[GvR, on string.encoding ]
Marc-Andre took this idea a bit further, but I think it's not practical given the current implementation: there are too many places where the C code would have to be changed in order to propagate the string encoding information,
[JvR]
I may miss something, but the encoding attr just travels with the string object, no? Like I said in my reply to MAL, I think it's undesirable to do *anything* with the encoding attr if not in combination with a unicode string.
But just propagating affects every string op -- s+s, s*n, s[i], s[:], s.strip(), s.split(), s.lower(), ...
and there are too many sources of strings with unknown encodings to make it very useful.
That's why the default encoding must be settable as well, as Fredrik suggested.

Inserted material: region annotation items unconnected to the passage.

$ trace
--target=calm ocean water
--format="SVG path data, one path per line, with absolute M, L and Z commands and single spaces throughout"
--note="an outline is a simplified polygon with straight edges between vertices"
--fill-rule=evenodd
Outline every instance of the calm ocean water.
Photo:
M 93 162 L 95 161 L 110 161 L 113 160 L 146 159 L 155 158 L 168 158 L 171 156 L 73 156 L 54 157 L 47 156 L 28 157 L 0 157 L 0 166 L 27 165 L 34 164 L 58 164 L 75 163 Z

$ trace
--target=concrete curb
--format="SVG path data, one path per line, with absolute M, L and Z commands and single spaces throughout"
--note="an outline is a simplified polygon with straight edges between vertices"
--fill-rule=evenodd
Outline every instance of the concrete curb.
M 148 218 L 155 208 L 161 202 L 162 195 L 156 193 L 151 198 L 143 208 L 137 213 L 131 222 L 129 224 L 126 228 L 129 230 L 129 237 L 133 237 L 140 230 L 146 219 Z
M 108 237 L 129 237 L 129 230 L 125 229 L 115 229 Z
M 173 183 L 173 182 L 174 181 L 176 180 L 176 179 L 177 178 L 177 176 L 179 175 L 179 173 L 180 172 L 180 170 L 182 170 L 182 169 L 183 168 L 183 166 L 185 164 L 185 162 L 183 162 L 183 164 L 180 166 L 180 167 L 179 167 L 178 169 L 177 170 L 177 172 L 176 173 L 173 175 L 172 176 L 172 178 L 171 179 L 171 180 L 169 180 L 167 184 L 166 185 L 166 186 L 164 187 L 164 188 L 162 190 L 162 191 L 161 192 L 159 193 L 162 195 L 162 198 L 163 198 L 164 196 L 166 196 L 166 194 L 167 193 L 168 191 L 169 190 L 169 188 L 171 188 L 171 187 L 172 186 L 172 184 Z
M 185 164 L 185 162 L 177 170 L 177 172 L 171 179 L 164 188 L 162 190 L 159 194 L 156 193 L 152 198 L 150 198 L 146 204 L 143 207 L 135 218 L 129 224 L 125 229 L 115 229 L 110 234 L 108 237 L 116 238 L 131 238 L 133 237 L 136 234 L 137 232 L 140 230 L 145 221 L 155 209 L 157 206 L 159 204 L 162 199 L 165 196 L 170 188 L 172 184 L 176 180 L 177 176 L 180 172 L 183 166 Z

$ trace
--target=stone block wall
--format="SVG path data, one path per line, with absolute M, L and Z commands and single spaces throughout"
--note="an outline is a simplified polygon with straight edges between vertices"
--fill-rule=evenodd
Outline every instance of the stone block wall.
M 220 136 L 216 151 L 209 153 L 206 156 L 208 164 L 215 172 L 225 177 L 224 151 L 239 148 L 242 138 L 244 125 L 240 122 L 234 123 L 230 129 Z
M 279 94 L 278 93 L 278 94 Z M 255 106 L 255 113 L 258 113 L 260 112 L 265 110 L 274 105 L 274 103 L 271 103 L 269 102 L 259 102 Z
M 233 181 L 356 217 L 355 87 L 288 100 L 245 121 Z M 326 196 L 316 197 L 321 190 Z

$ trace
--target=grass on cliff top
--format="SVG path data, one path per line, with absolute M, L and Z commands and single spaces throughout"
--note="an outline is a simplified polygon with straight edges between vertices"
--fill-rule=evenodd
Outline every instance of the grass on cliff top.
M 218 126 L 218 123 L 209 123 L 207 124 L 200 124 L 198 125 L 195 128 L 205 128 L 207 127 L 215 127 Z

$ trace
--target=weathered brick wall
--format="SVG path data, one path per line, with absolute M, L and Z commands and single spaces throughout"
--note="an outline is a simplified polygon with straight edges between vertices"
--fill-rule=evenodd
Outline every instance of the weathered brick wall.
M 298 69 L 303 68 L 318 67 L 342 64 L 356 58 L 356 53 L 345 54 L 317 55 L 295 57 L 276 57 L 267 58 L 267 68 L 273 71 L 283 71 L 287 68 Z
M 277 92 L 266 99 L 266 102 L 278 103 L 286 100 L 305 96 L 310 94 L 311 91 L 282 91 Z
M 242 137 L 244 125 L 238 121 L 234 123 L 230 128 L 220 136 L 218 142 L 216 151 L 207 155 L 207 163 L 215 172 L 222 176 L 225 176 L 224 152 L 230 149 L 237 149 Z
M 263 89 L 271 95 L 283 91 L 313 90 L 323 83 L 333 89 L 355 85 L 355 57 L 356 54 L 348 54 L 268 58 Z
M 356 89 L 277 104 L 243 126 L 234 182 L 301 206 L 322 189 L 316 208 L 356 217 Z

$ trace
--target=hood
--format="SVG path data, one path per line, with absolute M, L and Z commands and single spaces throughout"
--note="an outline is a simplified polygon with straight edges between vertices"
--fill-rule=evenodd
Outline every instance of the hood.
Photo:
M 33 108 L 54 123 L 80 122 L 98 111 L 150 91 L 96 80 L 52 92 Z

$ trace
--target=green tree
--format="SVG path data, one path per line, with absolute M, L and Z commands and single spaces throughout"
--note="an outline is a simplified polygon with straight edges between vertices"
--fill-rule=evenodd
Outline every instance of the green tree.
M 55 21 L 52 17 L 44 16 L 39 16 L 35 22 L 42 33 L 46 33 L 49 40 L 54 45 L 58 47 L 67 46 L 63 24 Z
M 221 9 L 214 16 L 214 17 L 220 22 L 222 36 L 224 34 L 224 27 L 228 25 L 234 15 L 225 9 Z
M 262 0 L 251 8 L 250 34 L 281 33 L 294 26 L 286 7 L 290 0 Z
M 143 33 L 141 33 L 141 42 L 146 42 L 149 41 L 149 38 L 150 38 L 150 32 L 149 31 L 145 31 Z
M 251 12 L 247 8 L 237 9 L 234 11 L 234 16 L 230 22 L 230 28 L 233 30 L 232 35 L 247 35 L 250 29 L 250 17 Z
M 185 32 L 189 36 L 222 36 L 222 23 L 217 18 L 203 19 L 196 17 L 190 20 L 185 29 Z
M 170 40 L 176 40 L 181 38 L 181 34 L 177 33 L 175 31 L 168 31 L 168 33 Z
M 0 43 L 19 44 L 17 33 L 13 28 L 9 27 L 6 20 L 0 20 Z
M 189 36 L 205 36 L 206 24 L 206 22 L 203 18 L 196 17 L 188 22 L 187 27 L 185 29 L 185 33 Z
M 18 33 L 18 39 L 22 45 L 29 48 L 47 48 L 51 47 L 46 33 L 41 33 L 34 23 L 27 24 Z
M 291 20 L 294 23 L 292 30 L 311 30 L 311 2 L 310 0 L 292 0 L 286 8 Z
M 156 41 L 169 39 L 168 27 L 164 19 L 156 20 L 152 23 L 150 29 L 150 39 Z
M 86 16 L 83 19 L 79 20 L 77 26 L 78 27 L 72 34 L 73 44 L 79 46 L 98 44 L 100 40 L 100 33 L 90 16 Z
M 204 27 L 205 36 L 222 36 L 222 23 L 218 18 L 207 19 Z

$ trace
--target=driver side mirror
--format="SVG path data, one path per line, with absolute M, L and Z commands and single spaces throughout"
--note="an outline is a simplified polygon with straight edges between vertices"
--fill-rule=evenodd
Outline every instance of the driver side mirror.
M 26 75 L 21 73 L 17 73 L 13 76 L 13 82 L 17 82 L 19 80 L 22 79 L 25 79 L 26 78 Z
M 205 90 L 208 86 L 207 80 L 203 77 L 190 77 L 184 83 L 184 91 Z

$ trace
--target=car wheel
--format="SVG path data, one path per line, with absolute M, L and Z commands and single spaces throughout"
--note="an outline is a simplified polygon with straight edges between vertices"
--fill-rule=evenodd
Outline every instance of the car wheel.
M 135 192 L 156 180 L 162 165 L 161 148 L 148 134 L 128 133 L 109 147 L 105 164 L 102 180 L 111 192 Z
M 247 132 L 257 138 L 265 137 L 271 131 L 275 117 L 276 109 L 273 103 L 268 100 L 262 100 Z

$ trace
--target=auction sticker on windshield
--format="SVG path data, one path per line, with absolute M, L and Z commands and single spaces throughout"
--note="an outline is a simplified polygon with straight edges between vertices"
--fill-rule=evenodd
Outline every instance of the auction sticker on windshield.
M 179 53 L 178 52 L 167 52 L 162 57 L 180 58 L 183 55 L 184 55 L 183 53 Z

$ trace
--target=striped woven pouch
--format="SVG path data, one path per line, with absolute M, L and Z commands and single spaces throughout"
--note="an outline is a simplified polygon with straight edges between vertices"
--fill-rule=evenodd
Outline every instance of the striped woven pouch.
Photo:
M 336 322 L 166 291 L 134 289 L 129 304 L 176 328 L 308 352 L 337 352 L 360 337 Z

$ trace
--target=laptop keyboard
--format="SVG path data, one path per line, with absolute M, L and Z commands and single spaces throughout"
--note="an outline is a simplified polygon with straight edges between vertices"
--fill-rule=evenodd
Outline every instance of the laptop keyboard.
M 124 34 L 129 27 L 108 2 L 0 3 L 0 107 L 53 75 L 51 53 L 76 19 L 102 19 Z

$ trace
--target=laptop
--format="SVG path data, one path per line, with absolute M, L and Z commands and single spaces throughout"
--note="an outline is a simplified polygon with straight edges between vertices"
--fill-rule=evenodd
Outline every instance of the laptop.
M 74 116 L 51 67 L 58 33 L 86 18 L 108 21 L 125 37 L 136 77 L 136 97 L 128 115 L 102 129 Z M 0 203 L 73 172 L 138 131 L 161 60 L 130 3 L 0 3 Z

I'm open for debate about this. There's just something about a changeable global default encoding that worries me -- like any global property, it requires conventions and defensive programming to make things work in larger programs. For example, a module that deals with Latin-1 strings can't just set the default encoding to Latin-1: it might be imported by a program that needs it to be UTF-8. This model is currently used by the locale in C, where all locale properties are global, and it doesn't work well. For example, Python needs to go through a lot of hoops so that Python numeric literals use "." for the decimal indicator even if the user's locale specifies "," -- we can't change Python to swap the meaning of "." and "," in all contexts. So I think that a changeable default encoding is of limited value. That's different from being able to set the *source file* encoding -- this only affects Unicode string literals.
Plus, it would slow down 8-bit string ops.
Not if you ignore it most of the time, and just pass it along when concatenating.
And slicing, and indexing, and...
I have a better idea: rather than carrying around 8-bit strings with an encoding, use Unicode literals in your source code.
Explain that to newbies... I guess is that they will want simple 8 bit strings in their native encoding. Dunno.
If they are hap-py with their native 8-bit encoding, there's no need for them to ever use Unicode objects in their program, so they should be fine. 8-bit strings aren't ever interpreted or encoded except when mixed with Unicode objects.
If the source encoding is known, these will be converted using the appropriate codec.
If you object to having to write u"..." all the time, we could say that "..." is a Unicode literal if it contains any characters with the top bit on (of course the source file encoding would be used just like for u"...").
Only if "\377" would still yield an 8-bit string, for binary goop...
Correct. --Guido van Rossum (home page: http://www.python.org/~guido/)